Technological blast from the past
With technology’s rapid advance, today’s must-have gadgets quickly turn into yesterday’s has-beens. Here are a few technologies that were either an integral part of our lives or iconic at their time, but have since been relegated to history.
1 – Cassette tapes
You know you’re old when you know what a pencil has to do with a cassette tape. The answer, obviously, is to manually rewind a cassette tape. Cassette tapes were originally used for recording audio for transcription purposes but they were soon used to record mixed tapes and record songs from the radio. But perhaps the most important use for cassette tapes was for saving computer programs as audio signals for your early Commodore and Sinclair computers. Occasionally the mixed tapes and the computer tapes got mixed, with ear-splitting consequences.
2 – PDAs
Palm Pilots, Newtons, iPAQs. Personal Digital Assistants (PDAs) were the height of cool back in the early 2000’s. As cool as they were however, they did very little more than your standard paper diary: they could record notes, to-dos and calendar events. It sounds fairly simplistic now, but they paved the way for the tablet PCs and smartphones we have today. And they had arcane handwriting recognition techniques.
3 – Pagers
Long before cellphones, pagers were the must-have gadget if you had a mobile job. Until they were rendered redundant by cellphones in the early 90s, every journalist and sales rep worth their job had a pager clipped to their belt.
4 – Calculator watches
When I was at school this was the must-have gadget. I never actually owned one (my parents sensibly pointed out that it was a complete waste) but I can still appreciate their appeal. In practice the buttons were far too small to do any actual maths, and most of us had no real need to do sums while out playing, but they were cool. Of course today we have cellphones that do everything the watches did and more.
5 – Dial-up modems
It’s just a few years since ADSL became the default internet connection for most of us, but chances are most of us have already forgotten dial-up modems. The high-pitched screech, the exorbitant connection costs, the painfully slow downloads. Ah, the good old days.
6 – Zip drives
I used my Zip drive about four times. I was lured in by the promise of 100MB of data on a single disk. It was the stuff of science fiction in a world of 1MB “stiffy” disks. Also, I liked the design of the Zip drives; their chunky feel was perfect for all that data. Soon though, the era of Zip disks was over.
7 – Polaroid cameras
A friend’s father had a Polaroid camera which he took on holiday with us once. It was the height of cool, having that almost-instantaneous photo in your hand. The Polaroid format, with the wide white border, was iconic, and while we may have moved well beyond the Polaroid into digital photography, hipsters around the world still love this iconic brand.
8 – Home movie projectors
Home movie projectors were an event in themselves.
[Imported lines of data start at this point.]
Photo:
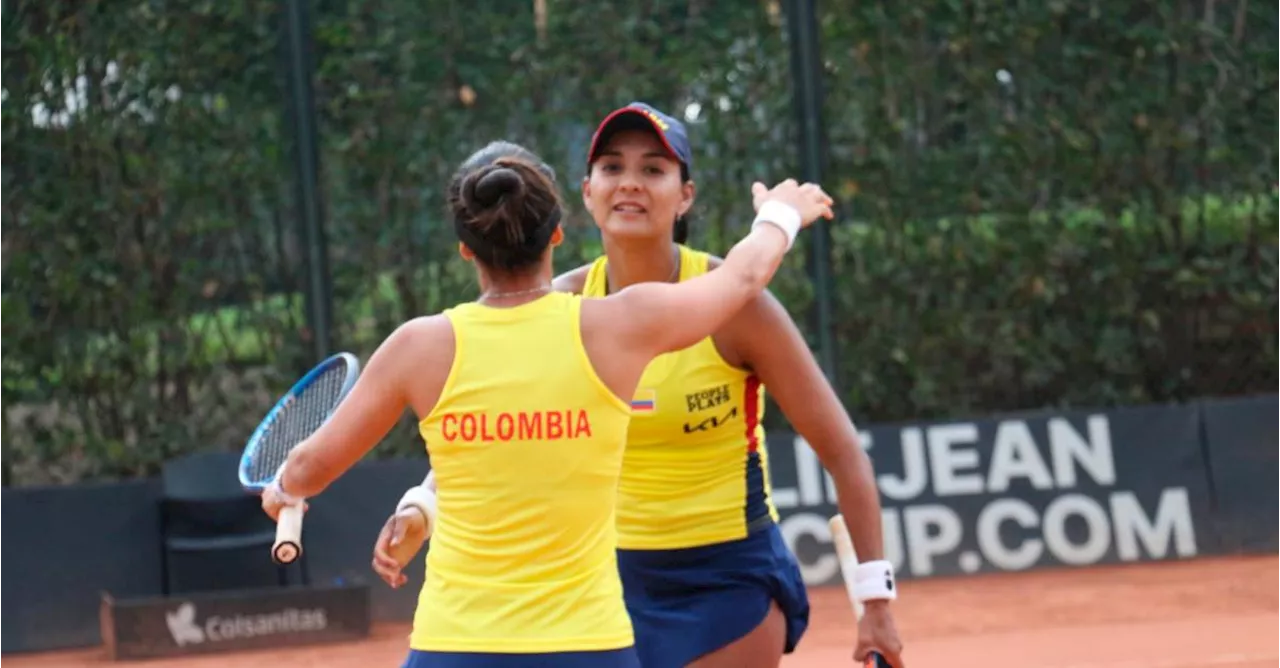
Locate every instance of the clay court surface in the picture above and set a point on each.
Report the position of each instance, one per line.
(1202, 613)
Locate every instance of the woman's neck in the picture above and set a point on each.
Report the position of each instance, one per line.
(641, 261)
(513, 291)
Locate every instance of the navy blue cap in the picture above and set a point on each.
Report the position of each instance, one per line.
(640, 115)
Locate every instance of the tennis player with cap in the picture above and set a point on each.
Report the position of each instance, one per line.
(708, 579)
(525, 564)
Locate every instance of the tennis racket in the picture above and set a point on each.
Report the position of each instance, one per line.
(295, 416)
(849, 571)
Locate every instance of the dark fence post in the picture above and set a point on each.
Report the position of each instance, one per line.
(807, 73)
(301, 68)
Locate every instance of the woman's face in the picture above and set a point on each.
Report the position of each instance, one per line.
(634, 187)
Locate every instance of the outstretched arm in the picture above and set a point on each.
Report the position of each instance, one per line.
(658, 318)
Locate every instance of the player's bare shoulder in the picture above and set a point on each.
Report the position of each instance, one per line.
(572, 280)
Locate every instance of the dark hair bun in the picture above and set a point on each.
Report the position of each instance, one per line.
(494, 184)
(504, 205)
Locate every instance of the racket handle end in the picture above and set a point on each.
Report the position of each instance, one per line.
(288, 535)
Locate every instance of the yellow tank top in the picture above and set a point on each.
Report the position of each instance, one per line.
(695, 470)
(526, 443)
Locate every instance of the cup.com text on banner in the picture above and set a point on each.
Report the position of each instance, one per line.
(1011, 493)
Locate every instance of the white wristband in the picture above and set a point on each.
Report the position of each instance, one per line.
(424, 500)
(780, 215)
(874, 581)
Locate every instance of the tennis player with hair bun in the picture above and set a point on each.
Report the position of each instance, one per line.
(709, 581)
(524, 564)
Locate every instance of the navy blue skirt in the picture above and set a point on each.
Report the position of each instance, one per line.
(622, 658)
(691, 602)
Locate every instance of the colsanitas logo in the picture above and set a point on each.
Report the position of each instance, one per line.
(182, 626)
(219, 628)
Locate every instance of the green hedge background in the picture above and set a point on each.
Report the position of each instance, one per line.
(1070, 204)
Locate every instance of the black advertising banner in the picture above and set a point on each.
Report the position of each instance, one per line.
(1013, 493)
(59, 547)
(233, 621)
(1244, 460)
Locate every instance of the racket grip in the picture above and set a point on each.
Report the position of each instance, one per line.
(288, 535)
(876, 660)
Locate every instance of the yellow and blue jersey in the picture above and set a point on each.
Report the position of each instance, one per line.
(695, 469)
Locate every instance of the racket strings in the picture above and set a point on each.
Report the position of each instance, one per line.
(297, 420)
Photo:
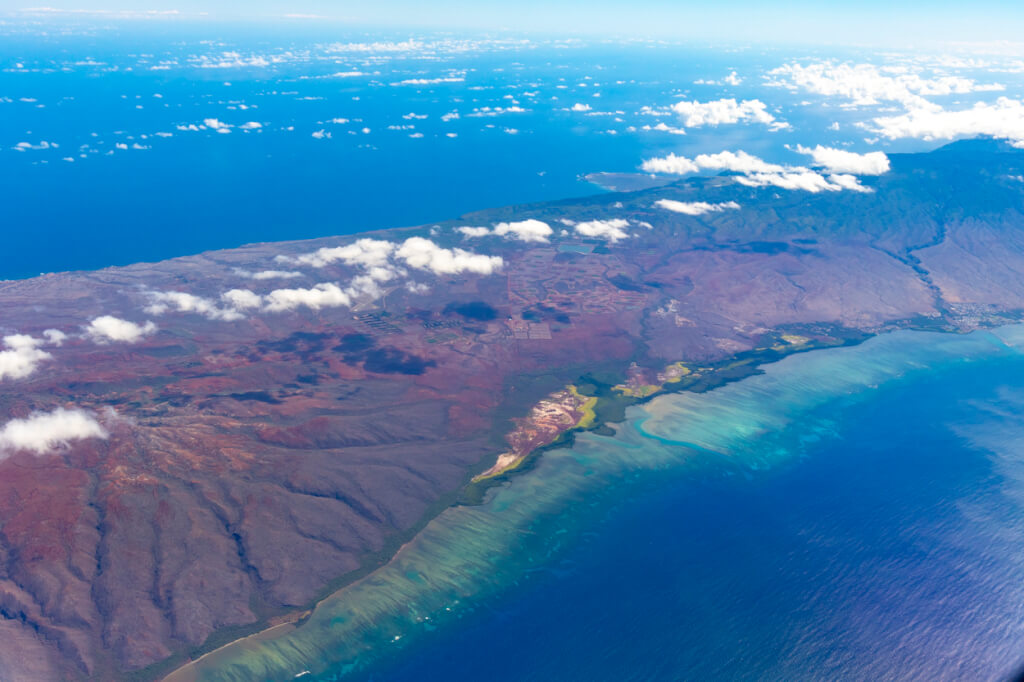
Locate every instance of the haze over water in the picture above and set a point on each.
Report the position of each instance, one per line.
(850, 514)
They would take ages to setup, then the bulb would burn out, or the film would break and everyone would have to wait while the roll of film was pieced together. Eventually you would be able to watch home movies which were filmed by your grandfather and they were generally uninteresting. Unless of course he played it backwards which made even the most mundane home movie fun.
9 – Betamax
Sony’s Betamax video tapes provided hours of childhood fun. Initially we watched videos rented from the corner shop – and most of them were stretched and scratchy – and later we used blank tapes to record hours of Pop Shop on TV. The tape inside inevitably broke or got tangled up just as you got to the crucial part of the movie you were watching. Good times.
10 – Portable turntables
Along with your collection of vinyl records what you really needed to be cool was a portable record player. The ones that were really cool were the brightly coloured plastic ones in which the lid doubled as a speaker. They certainly didn’t produce great sound but then most of your records were scratched anyway so it didn’t make that much of a difference.